Cape Canaveral, September 24
A six-tonne NASA science satellite pierced the atmosphere over the Pacific Ocean and fell back to Earth, the US space agency said today, but it was not yet known where the remains landed.
NASA said its decommissioned Upper Atmosphere Research Satellite, which took an unpredictable course as it tumbled through the upper atmosphere, fell to Earth on Saturday. “The precise re-entry time and location are not yet known with certainty,” NASA said of the 20-year-old satellite.
There were reports on Twitter of debris falling over Okotoks, a town south of Calgary in western Canada.
Stretching 35-feet long and 15-feet in diameter, UARS was among the largest spacecraft to plummet uncontrollably through the atmosphere, although it is a slim cousin to NASA’s 75-tonnes Skylab station, which crashed to Earth in 1979.
Russia’s last space station, the 135-tonnes Mir, crashed into the Pacific Ocean in 2001, but it was a guided descent. NASA now plans for the controlled re-entry of large spacecraft, but it did not when UARS was designed.
The 5,897 kg satellite was dispatched into orbit by a space shuttle crew in 1991 to study ozone and other chemicals in Earth’s atmosphere. It completed its mission in 2005 and had been slowly losing altitude ever since, pulled by the planet’s gravity.

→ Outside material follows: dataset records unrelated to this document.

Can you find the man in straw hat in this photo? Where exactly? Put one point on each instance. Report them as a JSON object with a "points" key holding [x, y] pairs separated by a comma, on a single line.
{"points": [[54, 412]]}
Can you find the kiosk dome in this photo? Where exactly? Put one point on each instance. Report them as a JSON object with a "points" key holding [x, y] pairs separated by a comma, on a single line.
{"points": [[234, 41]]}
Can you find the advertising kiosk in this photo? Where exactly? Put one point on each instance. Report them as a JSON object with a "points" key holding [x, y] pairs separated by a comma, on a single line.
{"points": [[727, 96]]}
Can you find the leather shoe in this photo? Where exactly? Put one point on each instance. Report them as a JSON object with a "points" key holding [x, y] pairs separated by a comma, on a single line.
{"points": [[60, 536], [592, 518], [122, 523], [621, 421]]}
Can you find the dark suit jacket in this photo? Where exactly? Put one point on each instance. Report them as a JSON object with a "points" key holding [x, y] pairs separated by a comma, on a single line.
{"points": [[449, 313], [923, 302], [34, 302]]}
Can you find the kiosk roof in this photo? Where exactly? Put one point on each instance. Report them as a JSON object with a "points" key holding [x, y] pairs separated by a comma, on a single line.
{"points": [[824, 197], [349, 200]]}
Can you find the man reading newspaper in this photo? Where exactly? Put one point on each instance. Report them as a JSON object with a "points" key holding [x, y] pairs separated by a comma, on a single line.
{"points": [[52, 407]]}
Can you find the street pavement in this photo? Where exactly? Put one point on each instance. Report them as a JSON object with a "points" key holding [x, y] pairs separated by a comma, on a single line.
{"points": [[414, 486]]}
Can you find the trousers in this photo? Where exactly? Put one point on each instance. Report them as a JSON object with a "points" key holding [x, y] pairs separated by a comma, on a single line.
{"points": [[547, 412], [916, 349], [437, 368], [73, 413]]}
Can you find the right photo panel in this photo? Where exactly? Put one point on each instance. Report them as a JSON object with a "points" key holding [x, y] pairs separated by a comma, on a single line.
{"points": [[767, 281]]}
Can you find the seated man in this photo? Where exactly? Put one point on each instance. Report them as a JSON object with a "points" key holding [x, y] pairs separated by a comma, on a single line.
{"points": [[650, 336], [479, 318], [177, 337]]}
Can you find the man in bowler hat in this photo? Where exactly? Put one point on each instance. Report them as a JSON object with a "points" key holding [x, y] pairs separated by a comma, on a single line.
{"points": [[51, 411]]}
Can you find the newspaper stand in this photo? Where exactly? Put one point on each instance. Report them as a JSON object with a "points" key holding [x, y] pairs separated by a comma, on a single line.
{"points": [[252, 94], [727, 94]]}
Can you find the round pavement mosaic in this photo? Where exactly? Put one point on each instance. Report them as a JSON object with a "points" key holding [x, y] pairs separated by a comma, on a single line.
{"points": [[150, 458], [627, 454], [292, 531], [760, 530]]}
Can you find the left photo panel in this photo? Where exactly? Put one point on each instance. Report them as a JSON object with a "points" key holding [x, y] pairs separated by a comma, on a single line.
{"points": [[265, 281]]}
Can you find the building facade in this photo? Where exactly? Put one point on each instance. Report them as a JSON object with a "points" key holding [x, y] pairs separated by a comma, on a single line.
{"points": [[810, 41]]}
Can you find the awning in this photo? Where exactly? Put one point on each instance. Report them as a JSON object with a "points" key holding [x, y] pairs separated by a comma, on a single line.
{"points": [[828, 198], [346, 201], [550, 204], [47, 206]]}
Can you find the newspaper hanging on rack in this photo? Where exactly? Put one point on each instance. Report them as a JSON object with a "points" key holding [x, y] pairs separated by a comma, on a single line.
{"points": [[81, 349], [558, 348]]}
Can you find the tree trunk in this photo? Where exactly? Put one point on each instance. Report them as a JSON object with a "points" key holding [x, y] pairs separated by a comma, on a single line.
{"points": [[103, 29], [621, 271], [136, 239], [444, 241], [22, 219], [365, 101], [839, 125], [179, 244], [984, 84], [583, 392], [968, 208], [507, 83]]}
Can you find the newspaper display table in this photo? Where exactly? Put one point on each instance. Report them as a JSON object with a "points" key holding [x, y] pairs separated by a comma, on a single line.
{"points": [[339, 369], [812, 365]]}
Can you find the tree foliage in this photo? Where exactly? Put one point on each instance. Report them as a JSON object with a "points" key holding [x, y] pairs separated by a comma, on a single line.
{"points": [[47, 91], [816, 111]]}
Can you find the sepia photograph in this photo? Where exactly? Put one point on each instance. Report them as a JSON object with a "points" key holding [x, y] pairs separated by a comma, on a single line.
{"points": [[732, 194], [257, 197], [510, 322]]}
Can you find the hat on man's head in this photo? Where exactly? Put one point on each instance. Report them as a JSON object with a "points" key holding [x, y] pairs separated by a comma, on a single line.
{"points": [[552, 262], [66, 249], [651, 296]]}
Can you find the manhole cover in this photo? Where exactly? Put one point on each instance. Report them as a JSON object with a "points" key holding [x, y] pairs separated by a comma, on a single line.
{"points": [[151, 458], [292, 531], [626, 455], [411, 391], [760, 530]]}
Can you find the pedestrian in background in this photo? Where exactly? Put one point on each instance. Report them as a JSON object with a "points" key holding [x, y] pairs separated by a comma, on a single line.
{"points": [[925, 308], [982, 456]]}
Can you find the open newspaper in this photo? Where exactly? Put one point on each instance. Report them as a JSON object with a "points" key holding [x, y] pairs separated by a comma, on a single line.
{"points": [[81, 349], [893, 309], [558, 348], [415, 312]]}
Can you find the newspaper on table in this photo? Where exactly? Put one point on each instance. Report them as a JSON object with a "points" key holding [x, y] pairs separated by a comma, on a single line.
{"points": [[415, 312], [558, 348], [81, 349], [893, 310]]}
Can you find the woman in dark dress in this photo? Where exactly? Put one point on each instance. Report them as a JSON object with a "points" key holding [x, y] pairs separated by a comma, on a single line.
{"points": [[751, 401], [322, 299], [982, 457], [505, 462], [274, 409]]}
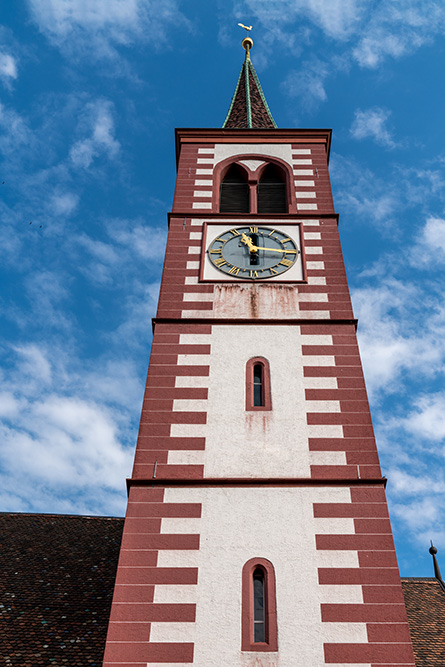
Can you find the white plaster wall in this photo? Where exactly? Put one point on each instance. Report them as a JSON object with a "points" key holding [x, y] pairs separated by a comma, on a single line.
{"points": [[240, 523], [242, 443]]}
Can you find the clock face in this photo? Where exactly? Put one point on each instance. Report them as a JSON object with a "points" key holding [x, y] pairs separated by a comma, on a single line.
{"points": [[253, 253]]}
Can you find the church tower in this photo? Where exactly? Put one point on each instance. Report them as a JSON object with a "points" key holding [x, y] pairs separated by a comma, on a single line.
{"points": [[257, 530]]}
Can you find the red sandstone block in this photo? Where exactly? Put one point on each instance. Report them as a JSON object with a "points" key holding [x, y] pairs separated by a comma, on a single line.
{"points": [[368, 494], [378, 559], [133, 593], [141, 495], [358, 575], [144, 457], [370, 472], [169, 314], [154, 381], [131, 558], [344, 360], [379, 594], [137, 654], [361, 446], [363, 613], [333, 472], [388, 632], [156, 541], [180, 472], [154, 404], [177, 393], [320, 350], [327, 329], [197, 305], [338, 418], [363, 458], [367, 653], [354, 542], [119, 632], [162, 430], [358, 431], [372, 526], [336, 395], [178, 510], [354, 406], [314, 305], [173, 417], [189, 370], [147, 442], [350, 510], [144, 576], [181, 349], [145, 525], [167, 471], [180, 327], [333, 371], [164, 338]]}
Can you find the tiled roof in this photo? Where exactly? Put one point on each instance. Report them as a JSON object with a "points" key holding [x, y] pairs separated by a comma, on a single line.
{"points": [[249, 108], [425, 606], [56, 585]]}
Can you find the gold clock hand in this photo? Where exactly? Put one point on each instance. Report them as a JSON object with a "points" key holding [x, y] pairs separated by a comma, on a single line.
{"points": [[273, 249], [248, 242]]}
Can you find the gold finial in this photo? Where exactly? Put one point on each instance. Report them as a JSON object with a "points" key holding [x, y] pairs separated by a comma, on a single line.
{"points": [[247, 41]]}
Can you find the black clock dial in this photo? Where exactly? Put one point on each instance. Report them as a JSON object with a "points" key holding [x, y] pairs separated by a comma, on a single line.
{"points": [[253, 253]]}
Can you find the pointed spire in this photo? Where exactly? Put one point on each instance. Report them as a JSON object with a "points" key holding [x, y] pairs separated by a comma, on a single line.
{"points": [[248, 108], [433, 552]]}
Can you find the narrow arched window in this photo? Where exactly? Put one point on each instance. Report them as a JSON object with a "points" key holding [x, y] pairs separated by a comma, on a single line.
{"points": [[259, 610], [234, 193], [271, 193], [259, 620], [258, 384]]}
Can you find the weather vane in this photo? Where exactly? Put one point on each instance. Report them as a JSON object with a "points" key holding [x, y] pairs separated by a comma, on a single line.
{"points": [[247, 41], [248, 28]]}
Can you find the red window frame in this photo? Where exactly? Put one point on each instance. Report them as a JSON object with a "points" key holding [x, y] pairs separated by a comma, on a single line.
{"points": [[270, 606], [267, 400]]}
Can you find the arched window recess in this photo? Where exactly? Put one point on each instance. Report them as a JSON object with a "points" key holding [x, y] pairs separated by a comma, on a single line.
{"points": [[271, 192], [258, 396], [234, 191], [258, 610]]}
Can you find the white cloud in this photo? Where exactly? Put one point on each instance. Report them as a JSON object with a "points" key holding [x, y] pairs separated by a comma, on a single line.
{"points": [[307, 84], [64, 203], [337, 18], [8, 67], [427, 420], [371, 123], [433, 238], [398, 27], [99, 117], [66, 431], [146, 243], [99, 27]]}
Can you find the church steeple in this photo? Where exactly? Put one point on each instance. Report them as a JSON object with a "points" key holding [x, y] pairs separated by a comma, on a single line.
{"points": [[248, 108]]}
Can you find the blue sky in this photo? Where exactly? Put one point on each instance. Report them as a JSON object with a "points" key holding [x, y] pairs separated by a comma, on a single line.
{"points": [[90, 93]]}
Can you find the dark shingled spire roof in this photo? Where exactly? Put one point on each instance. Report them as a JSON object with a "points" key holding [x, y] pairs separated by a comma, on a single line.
{"points": [[248, 107]]}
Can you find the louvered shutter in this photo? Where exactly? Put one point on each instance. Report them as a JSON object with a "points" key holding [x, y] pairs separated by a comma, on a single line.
{"points": [[271, 192], [234, 194]]}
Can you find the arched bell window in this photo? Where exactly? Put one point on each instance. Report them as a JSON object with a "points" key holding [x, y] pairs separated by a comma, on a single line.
{"points": [[271, 192], [258, 384], [259, 609], [234, 193]]}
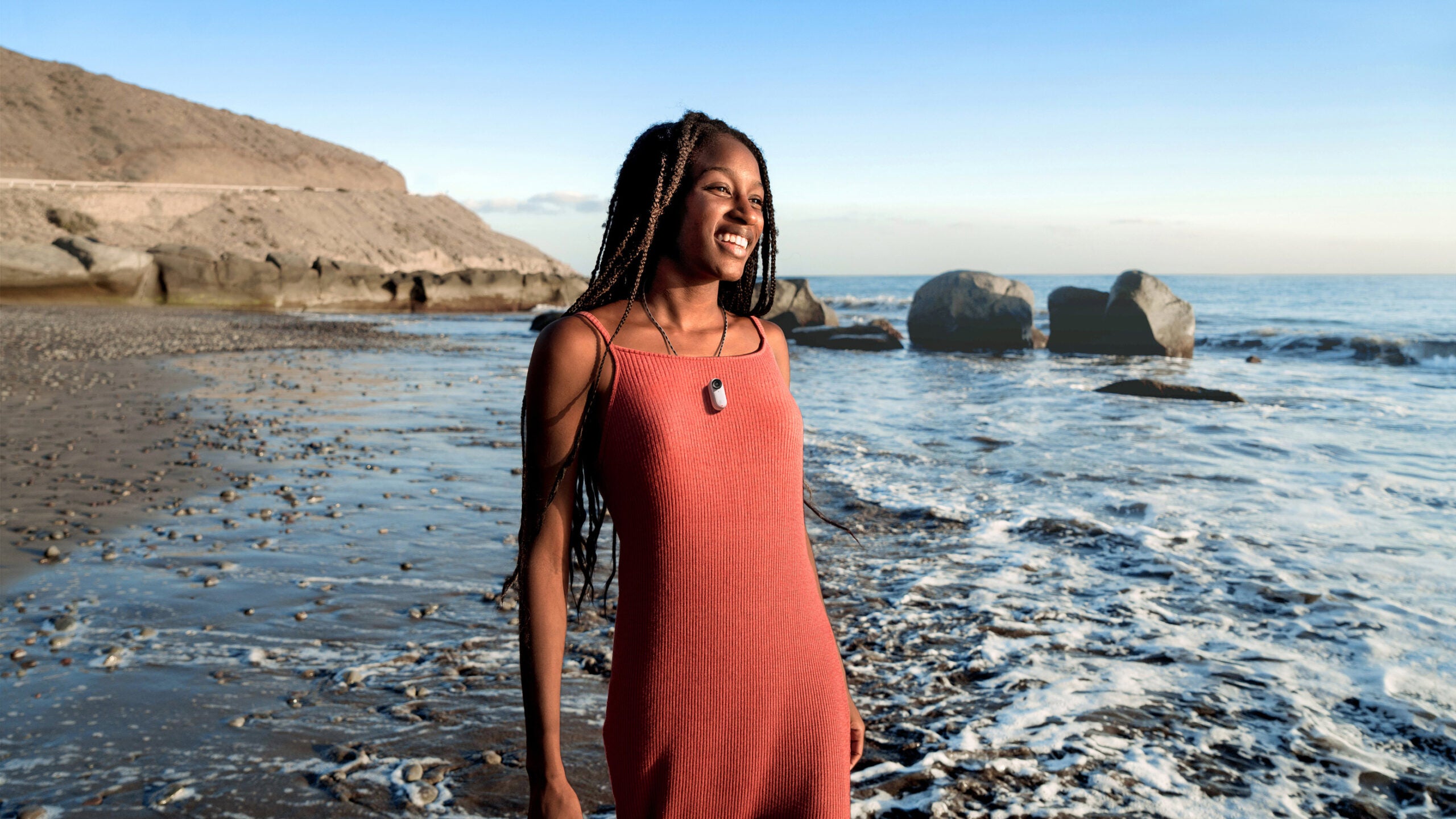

Most of the spacecraft burned up during the fiery plunge through the atmosphere, but about 26 individual pieces, weighing a total of about 500 kg could have survived the incineration. — Reuters
SPOT NOT KNOWN
NASA says the precise re-entry time and location of the satellite are not yet known
There were reports on Twitter of debris falling over Okotoks, a town south of Calgary in western Canada. But there was no conformation.
ANOTHER ONE?
London: Scientists have warned that a defunct German space sateliite may collide with the Earth by the end of next month. The 2.4-ton ROSAT has been spinning aimlessly through space for 12 years after it was switched off in 1999 after its guidance system broke. With its orbit bringing it inexorably closer to Earth, the authorities initially thought it would burn up entirely on re-entry.